The night they had me committed to CAMH was the breaking point. Kaylaum and Regan fed the doctors a story full of lies—how I was delusional, dangerous, a threat to myself and everyone in the house. I was taken away in restraints while the house stayed behind. While I was locked in that sterile wing, fighting the fog of whatever they pumped into me, Kaylaum moved fast. He had the lease switched out of my name. My name—gone. My devices, my TV, every piece of clothing and electronics I owned—vanished. When I finally walked out of CAMH weeks later, blinking at the sunlight like a ghost, the house wasn’t mine anymore.

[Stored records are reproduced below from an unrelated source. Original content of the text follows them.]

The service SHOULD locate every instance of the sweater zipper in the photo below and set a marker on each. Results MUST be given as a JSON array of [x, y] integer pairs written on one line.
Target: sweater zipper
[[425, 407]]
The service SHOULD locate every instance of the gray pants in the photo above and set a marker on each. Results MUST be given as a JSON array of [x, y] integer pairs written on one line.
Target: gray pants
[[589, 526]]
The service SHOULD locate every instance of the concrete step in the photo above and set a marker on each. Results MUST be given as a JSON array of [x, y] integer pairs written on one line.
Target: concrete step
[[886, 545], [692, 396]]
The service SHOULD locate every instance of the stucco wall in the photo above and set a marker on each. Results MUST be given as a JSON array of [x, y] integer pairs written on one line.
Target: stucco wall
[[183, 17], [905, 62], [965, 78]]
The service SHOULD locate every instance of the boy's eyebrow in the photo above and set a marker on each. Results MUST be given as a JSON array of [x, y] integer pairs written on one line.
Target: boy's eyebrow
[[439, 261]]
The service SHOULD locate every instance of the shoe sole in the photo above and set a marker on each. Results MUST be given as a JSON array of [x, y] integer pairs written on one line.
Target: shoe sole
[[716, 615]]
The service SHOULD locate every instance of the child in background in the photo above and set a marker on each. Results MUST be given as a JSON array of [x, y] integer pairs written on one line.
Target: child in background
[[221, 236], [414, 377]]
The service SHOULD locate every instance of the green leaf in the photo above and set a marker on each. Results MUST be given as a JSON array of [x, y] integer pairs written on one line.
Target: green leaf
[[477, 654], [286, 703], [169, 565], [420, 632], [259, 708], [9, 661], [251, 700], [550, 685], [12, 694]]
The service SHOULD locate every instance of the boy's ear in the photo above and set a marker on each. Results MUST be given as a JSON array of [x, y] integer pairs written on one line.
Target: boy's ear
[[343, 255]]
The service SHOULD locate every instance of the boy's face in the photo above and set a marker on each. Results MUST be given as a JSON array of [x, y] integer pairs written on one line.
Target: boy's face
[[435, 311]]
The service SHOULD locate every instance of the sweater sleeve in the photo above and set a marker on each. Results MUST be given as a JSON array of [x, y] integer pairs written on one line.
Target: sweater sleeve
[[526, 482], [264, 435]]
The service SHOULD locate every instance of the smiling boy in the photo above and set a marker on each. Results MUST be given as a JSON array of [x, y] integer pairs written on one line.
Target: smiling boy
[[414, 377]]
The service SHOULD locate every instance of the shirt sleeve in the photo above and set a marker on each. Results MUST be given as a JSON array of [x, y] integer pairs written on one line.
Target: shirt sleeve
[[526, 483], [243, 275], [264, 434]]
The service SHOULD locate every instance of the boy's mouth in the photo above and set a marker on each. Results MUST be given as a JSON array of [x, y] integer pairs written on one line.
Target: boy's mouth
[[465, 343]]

My bedroom door was the first thing I noticed. It was gone. In its place was Kaylaum’s old door, the one with the flimsy lock that barely clicked. He’d swapped them while I was away. No privacy. No security. Just an open frame where anyone could walk in whenever they wanted. He started inviting his friends’ violent acquaintances to move in—“just for a bit,” he’d say. Big guys with short tempers and longer rap sheets. They’d shove past me in the hallway, mutter slurs under their breath, sometimes worse when the lights were low. I kept feeding them anyway. Kept the fridge full. Kept the heat on. I was still the one supporting the house, still the one trying to hold the safe space together while it rotted from the inside.
Gaslighting became the soundtrack of every day. Kaylaum and Regan would sit across from me at the kitchen table, smiling like old pals. “You’re imagining things, Paul. We’re just trying to help.” “You’re the one who invited all this chaos.” “Why are you always so paranoid?” The girls would echo it, high and vicious. The crew across the street would text Kaylaum updates on my every move. Every hookup attempt, every spiked bag, every stolen belonging—it all blurred into one long nightmare he had scripted and directed.
I kept paying the bills. I kept buying the food. And every night I’d lie in that doorless room, staring at the ceiling, wondering how the man who once called me his favorite had turned my own home into the exact hell I’d always feared. Kaylaum didn’t just live here. He made my nightmares come to life, one careful, smiling betrayal at a time. And the worst part? He never stopped grinning while he did it.